Cormell sucked in a breath, unwilling to waste this opportunity while the creature was preoccupied. The magic tingled through him as he concentrated on the goblin’s mental defenses. He managed to strike three times before the creature held up a hand, palm outward, as if to physically stop the attack.
“Enough.” The word held its own power and deflected the magic. The creature’s defenses remained unscathed, crushing Cormell’s hopes of a quick battle. The goblin calmly slid the parchment into a pouch on his belt. “Well, back to business then. You may have been lucky in the past, but not today.”

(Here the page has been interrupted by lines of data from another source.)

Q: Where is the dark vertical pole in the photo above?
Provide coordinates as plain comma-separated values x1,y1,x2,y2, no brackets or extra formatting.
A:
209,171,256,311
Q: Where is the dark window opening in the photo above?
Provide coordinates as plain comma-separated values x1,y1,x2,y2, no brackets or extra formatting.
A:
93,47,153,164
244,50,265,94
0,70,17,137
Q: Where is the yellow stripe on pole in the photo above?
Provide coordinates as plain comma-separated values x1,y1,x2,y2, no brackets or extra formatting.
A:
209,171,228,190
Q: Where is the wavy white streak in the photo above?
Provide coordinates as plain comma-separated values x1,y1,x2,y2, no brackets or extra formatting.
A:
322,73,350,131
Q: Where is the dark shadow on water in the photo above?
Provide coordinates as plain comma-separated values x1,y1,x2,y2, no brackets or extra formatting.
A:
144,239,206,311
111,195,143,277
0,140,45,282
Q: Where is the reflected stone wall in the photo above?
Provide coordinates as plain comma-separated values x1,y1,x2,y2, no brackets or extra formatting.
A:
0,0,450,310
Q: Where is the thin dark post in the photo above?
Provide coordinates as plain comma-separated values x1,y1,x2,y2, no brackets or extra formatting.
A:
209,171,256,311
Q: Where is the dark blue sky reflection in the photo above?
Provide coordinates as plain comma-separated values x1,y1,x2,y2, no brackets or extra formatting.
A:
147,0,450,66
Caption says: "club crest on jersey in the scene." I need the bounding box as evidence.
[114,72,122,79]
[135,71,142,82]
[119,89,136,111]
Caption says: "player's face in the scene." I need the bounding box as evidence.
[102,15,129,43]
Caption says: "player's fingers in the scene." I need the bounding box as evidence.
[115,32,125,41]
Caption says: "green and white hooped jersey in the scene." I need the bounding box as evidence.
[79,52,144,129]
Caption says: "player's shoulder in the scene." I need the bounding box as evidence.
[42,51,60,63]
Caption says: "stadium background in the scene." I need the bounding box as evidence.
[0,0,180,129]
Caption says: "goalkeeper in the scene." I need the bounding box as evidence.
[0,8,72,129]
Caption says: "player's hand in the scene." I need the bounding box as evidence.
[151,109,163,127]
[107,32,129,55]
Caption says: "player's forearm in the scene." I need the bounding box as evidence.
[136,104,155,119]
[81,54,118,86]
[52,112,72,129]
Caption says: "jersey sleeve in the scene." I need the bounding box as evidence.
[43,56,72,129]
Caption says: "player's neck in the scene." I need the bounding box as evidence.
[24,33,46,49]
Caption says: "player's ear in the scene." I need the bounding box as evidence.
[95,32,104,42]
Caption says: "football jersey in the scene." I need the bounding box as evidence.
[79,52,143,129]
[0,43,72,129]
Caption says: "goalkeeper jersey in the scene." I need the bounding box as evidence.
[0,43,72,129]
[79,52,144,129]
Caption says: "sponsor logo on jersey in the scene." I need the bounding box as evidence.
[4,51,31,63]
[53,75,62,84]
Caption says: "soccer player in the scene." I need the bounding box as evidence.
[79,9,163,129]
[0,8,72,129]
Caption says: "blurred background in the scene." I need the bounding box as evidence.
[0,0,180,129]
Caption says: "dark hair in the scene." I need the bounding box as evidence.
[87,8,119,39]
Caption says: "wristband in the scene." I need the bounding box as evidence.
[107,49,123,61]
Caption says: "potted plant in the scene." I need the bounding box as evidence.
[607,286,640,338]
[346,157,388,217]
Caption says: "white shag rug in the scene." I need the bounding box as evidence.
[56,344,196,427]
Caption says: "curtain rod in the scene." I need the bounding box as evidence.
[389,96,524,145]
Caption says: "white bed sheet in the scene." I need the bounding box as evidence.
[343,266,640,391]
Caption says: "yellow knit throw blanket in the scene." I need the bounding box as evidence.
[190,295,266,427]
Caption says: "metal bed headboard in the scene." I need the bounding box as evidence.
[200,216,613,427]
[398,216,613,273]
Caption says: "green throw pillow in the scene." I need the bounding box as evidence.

Cormell’s hand instinctively went to the hilt of his sword, then paused when he caught a glimpse of his trainee. Aden had circled behind the creature and crept quietly toward him.
“Get away! He’s a goblin!” Cormell waved in warning.
“What—?” Aden began, but as his foot touched the ground he triggered a well-placed trap.
The creature instantly attacked Cormell, and he narrowly deflected the vicious assault. The daggers pressed firmly against his sword, and the goblin mocked him with a thinlipped smirk. Cormell glanced in Aden’s direction but received a hard kick in the abdomen for his efforts. He staggered back from the blow as he heard a cry of pain. He ignored his throbbing midsection and immediately searched for Aden again, and saw the boy standing on a glowing emerald rune. The air shimmered with the same green magic, and two eellike creatures occupied the space with the trainee. The eels remained suspended in the air, as though they were under water. One had its teeth deep in Aden’s thigh, while the other had the boy’s forearm in its jaws and slowly drained their victim’s energy and power. Magic held the trainee in place, while bolts of electricity surged through the air and occasionally shocked him.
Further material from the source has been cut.